A: Long term care provides services for people who have functional limitations and/or long term health conditions for an extended period of time. Services can be provided in a few ways including nursing homes or assisted living facilities, adult day care, home or community based settings, etc. Most long term care is non-skilled assistance such as aid in performing daily activities such as dressing, bathing, using the toilet, eating, etc.
Q: Who receives long term care services?
A: The average age of nursing home residents is 79. However, one in four people over age 85 lives in a nursing home. The majority or nursing home residents are considered disoriented. Need for long term care can happen to anyone, but typically it results from long-term illness. Unexpected injuries can also trigger the need for long term care.
Q: What does Medicare and Medicaid cover?
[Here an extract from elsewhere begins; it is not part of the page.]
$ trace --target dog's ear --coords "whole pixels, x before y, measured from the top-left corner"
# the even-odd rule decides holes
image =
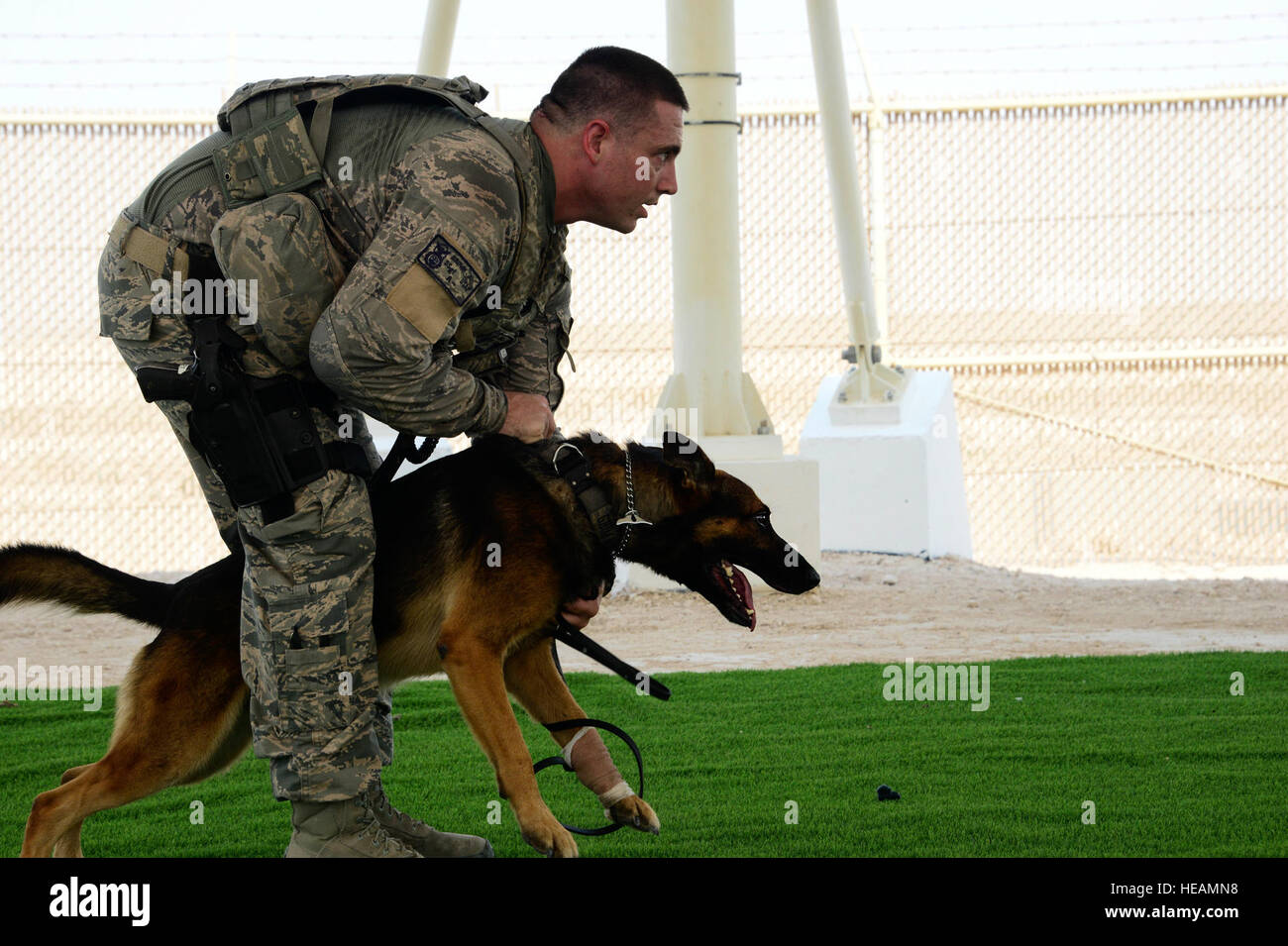
[[[702,452],[702,448],[677,430],[667,430],[662,434],[662,461],[670,466],[680,467],[694,479],[712,480],[716,475],[715,465]]]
A: Medicare can cover every American ages 65 or older, or patients who have a Medicare card reading “Hospital Insurance.” The patient must be admitted to the facility by a physician’s order within 30 days of a 3-consecutive night hospital stay. Typically, Medicare pays for 100% of the first 20 days of care. For days 21-100, a daily co-pay is required. Past 100 days, Medicare does not cover skilled nursing fees. Medicare covers events such as hospitalization and post-hospital rehabilitation. It does not, however, provide financial assistance for basic care placement.
Medicaid is state-managed healthcare and long-term care provisions program for the financially needy. Those with low income and very few assets are typically eligible for Medicaid.
Q: How much do long term care services typically cost?
A: Long term care services can add up. In the US, the national home health aide average cost is approximately $55,000, providing 8 hours of service per day. The national average for a private nursing home room is over $77,000. These amounts can be double depending on the area of the country.